Aktivitas puasa di bulan Ramadhan dengan nilai -- nilai yang terkandung dalam istilah jawara ini memiliki keterkaitan yang sangat kuat, dimana aktivitas puasa akan memperkuat dan mengukuhkan internalisasi dan praktek nilai -- nilai jawara tersebut. Keterkaitan antara aktivitas puasa sebagai penguatan nilai -- nilai jawara ini secara spesifik dapat diuraikan sebagai berikut:
Pertama, Puasa memperkuat nilai kejujuran. Aktivitas ibadah puasa di samping menuntut seorang muslim untuk melaksanakan ibadah badani untuk menahan nafsu makan dan biologis, di dalamnya juga terkandung ibadah rohani melalui ibadah -- ibadah wajib dan sunnah guna memperbanyak pahala dari Allah SWT. Salah satu nilai penting dalam ibadah puasa tidak lain adalah nilai kejujuran, terutama kejujuran seorang hamba kepada penciptanya. Tumbuhnya nilai kejujuran ini dikarenakan pertanggungjawaban ibadah puasa ini langsung kepada Allah SWT. Orang lain tidaklah tahu apakah kita puasa atau tidak, namun Allah SWT maha mengetahui mengenai hal tersebut.

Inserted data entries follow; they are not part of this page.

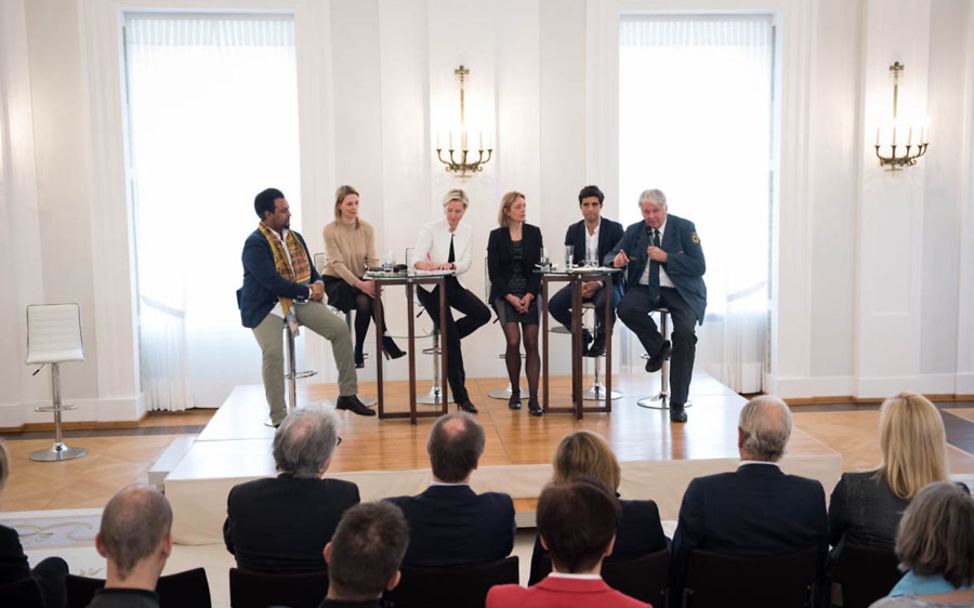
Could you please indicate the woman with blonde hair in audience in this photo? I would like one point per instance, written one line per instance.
(49, 573)
(587, 454)
(865, 508)
(935, 546)
(350, 245)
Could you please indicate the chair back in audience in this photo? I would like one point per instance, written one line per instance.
(862, 575)
(25, 593)
(259, 589)
(188, 589)
(781, 581)
(644, 578)
(464, 586)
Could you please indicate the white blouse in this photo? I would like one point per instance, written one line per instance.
(433, 244)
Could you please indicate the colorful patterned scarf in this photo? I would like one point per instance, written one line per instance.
(299, 270)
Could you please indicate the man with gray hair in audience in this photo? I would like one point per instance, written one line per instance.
(280, 524)
(757, 510)
(364, 555)
(136, 540)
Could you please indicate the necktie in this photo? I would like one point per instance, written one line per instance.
(653, 264)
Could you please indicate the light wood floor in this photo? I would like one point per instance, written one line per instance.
(119, 459)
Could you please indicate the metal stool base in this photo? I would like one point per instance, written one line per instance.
(597, 393)
(505, 393)
(57, 453)
(659, 402)
(434, 397)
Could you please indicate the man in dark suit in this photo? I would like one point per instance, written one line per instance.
(281, 285)
(135, 539)
(591, 238)
(756, 510)
(449, 523)
(281, 524)
(665, 269)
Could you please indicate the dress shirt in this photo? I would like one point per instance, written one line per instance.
(592, 242)
(664, 279)
(433, 244)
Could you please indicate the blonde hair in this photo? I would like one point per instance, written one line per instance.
(456, 195)
(586, 453)
(506, 202)
(913, 442)
(340, 195)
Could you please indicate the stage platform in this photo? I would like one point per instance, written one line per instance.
(388, 457)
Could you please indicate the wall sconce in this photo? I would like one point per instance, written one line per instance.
(461, 165)
(911, 151)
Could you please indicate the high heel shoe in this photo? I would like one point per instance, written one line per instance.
(390, 350)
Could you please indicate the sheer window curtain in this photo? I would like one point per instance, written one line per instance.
(212, 110)
(695, 121)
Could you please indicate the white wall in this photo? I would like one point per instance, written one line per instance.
(859, 309)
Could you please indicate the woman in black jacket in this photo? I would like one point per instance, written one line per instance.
(513, 251)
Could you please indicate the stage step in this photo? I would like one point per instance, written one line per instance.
(169, 459)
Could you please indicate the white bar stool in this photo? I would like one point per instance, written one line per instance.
(54, 337)
(661, 401)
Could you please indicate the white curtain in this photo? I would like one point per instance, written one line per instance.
(212, 108)
(696, 116)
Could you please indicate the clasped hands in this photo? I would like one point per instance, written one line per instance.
(520, 304)
(655, 253)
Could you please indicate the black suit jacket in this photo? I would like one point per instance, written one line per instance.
(756, 510)
(610, 233)
(281, 524)
(500, 259)
(639, 533)
(685, 265)
(13, 561)
(452, 524)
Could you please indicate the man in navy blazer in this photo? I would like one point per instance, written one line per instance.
(449, 523)
(756, 510)
(261, 302)
(665, 269)
(591, 238)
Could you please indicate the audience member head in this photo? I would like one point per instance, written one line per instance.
(305, 442)
(936, 533)
(264, 202)
(365, 552)
(584, 453)
(135, 537)
(913, 442)
(589, 191)
(455, 445)
(764, 429)
(507, 201)
(577, 523)
(456, 194)
(340, 195)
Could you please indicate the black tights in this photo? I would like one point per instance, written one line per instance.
(364, 313)
(512, 356)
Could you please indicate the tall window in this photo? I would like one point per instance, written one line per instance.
(696, 118)
(212, 107)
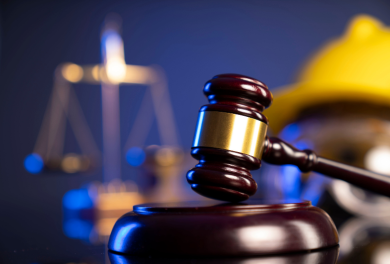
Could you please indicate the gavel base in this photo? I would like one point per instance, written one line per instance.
(223, 229)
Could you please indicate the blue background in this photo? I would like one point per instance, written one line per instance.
(191, 40)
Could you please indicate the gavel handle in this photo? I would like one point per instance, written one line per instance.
(278, 152)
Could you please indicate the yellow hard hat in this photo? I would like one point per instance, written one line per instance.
(354, 67)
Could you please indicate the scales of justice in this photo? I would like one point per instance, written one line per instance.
(230, 140)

Adanya kesadaran yang tinggi terkait nilai kejujuran itu setidaknya akan melekat bagi seorang yang bertaqwa meskipun di luar bulan ramadhan sekalipun.

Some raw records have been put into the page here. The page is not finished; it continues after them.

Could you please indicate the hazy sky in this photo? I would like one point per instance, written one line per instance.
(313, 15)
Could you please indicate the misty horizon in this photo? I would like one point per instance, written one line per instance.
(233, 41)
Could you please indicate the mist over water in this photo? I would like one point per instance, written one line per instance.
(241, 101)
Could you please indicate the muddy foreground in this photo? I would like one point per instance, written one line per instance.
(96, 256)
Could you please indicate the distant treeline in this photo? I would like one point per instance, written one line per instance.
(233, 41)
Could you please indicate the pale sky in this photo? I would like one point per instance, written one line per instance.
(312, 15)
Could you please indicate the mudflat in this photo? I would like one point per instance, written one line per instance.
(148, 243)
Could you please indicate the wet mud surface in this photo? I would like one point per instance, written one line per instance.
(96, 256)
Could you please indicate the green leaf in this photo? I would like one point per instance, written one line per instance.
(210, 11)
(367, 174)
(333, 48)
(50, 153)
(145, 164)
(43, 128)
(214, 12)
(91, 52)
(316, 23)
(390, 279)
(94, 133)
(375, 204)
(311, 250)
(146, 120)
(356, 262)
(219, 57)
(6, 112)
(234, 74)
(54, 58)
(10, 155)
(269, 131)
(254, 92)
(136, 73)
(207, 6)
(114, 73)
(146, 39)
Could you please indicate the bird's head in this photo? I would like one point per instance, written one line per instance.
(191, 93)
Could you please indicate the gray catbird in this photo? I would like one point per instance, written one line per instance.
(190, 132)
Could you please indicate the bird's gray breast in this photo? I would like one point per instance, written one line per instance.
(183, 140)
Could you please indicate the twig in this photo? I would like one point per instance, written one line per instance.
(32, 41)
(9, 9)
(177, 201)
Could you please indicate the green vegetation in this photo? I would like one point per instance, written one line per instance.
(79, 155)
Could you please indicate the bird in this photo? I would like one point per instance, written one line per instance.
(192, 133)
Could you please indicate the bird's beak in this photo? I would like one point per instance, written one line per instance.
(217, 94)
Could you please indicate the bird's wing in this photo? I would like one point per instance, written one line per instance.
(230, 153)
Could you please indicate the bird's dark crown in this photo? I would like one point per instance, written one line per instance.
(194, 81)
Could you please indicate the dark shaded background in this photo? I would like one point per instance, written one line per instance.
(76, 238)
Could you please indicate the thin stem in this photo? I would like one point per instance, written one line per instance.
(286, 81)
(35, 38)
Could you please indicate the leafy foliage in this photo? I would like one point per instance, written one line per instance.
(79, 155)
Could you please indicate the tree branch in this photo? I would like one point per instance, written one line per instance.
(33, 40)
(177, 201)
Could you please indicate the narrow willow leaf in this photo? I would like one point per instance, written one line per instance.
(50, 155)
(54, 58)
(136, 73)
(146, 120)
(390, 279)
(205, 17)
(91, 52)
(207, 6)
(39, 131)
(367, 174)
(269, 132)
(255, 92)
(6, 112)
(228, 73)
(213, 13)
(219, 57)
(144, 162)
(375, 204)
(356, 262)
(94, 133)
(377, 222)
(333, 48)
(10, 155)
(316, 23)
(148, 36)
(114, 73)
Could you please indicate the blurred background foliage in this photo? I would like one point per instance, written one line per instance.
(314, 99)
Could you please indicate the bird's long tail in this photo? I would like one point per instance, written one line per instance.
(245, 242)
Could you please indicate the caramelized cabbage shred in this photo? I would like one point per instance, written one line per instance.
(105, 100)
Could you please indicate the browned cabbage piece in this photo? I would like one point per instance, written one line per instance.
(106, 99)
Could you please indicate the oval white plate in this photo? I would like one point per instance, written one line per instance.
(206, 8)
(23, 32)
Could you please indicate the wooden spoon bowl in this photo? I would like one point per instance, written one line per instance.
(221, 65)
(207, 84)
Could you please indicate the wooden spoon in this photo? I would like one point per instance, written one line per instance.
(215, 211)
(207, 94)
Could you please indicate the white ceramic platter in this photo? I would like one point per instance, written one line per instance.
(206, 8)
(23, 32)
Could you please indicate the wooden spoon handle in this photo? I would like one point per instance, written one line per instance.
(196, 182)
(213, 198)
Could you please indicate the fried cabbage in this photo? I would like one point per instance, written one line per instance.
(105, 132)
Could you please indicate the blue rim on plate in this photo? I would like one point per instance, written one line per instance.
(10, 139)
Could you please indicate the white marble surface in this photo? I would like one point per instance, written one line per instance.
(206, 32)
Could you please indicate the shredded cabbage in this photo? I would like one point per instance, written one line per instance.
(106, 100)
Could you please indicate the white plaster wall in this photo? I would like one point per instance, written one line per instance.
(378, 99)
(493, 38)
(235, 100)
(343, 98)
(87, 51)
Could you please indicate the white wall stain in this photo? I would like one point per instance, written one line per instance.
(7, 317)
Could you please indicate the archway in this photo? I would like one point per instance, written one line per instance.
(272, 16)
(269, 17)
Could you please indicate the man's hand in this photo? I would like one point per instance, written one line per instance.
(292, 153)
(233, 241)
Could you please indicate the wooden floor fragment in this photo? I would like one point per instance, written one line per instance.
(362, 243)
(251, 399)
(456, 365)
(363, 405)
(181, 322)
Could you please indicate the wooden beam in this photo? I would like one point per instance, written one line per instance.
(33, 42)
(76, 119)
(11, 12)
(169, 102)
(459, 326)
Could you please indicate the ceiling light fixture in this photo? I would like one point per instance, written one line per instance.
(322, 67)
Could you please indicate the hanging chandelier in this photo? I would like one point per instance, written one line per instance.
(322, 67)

Kedua, Ibadah puasa menerapkan nilai keadilan. Nilai -- nilai keadilan dalam aktivitas puasa di bulan Ramadhan dalam bentuk kepedulian sosial kita kepada sesama muslim atau sesama ummat beragama lain. Bulan ramadhan merupakann bulan berbagi dan peduli bagi ummatnya untuk membantu sesama muslim yang kelaparan, fakir miskin, kaum dhuafa melalui zakat, infaq, sedekah atau bentuk -- bentuk pemberian lainnya agar para kalangan fakir miskin dan dhuafa tersebut dapat menikmati kesenangan, kalau perlu mereka terangkat dari jurang kemiskinannya. Pemberdayaan fakir miskin di bulan ramadhan menjadi sebuah keniscayaan yang perlu deprogramkan oleh seluruh ummat muslim, pemerintah, kalangan swasta, organisasi kemasyarakatan guna mengentaskan kemiskinan.

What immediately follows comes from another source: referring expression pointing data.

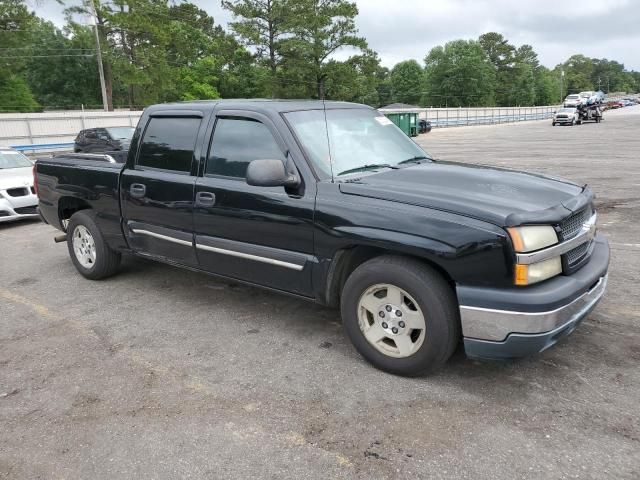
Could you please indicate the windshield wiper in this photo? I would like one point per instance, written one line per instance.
(416, 159)
(367, 167)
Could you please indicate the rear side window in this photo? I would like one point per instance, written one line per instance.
(238, 141)
(168, 143)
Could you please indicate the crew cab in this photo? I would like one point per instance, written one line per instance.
(331, 202)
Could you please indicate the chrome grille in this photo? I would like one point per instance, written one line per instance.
(578, 253)
(571, 225)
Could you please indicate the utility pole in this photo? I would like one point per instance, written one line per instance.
(103, 87)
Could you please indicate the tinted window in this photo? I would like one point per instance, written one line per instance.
(168, 143)
(236, 142)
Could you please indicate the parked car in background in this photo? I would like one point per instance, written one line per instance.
(572, 100)
(613, 104)
(18, 197)
(96, 140)
(565, 116)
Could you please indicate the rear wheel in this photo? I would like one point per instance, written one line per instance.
(89, 252)
(401, 315)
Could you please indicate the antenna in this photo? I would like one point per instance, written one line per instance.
(326, 128)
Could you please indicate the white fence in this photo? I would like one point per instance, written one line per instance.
(455, 117)
(52, 130)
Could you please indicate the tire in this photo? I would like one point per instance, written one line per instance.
(88, 250)
(429, 348)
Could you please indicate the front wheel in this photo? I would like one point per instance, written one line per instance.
(401, 315)
(89, 252)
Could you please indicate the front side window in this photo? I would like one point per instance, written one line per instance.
(238, 141)
(168, 143)
(351, 138)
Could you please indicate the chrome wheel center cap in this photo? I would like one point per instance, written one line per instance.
(390, 319)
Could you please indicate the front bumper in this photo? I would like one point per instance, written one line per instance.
(501, 324)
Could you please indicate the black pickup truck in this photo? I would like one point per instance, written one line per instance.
(333, 203)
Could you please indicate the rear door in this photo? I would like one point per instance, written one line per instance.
(263, 235)
(157, 193)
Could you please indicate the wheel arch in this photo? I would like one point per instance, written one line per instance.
(67, 206)
(347, 259)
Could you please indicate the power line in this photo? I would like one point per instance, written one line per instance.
(49, 56)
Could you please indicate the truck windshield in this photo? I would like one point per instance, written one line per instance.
(13, 159)
(352, 140)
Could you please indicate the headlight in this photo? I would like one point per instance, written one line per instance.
(529, 239)
(532, 237)
(536, 272)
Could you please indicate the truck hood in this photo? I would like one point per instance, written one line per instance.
(16, 177)
(502, 197)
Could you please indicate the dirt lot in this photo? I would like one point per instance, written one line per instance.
(163, 373)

Ketiga, Puasa menjunjung tinggi nilai -- nilai kewibawaan. Bagi seorang muslim yang menjalankan ibadah dengan khusu' khususnya di bulan ramadhan akan memancarkan aura kewibawaannya. Selama puasa ramadhan, setiap muslim dilarang untuk mengucapkan kata -- kata kotor dan tidak berguna sehingga kita dianjurkan untuk diam atau hanya mengucapkan kata -- kata yang bermanfaat. Nilai -- nilai kewibawaan seseorang terpancar dari kata -- katanya yang baik dan bermanfaat serta penampilannya yang menjunjung tinggi kesopanan. Nilai -- nilai kewibawaan tersebut akan terpancar, apabila seorang muslim menerapkan amalan ibadah yang kuat di bulan ramadhan ini.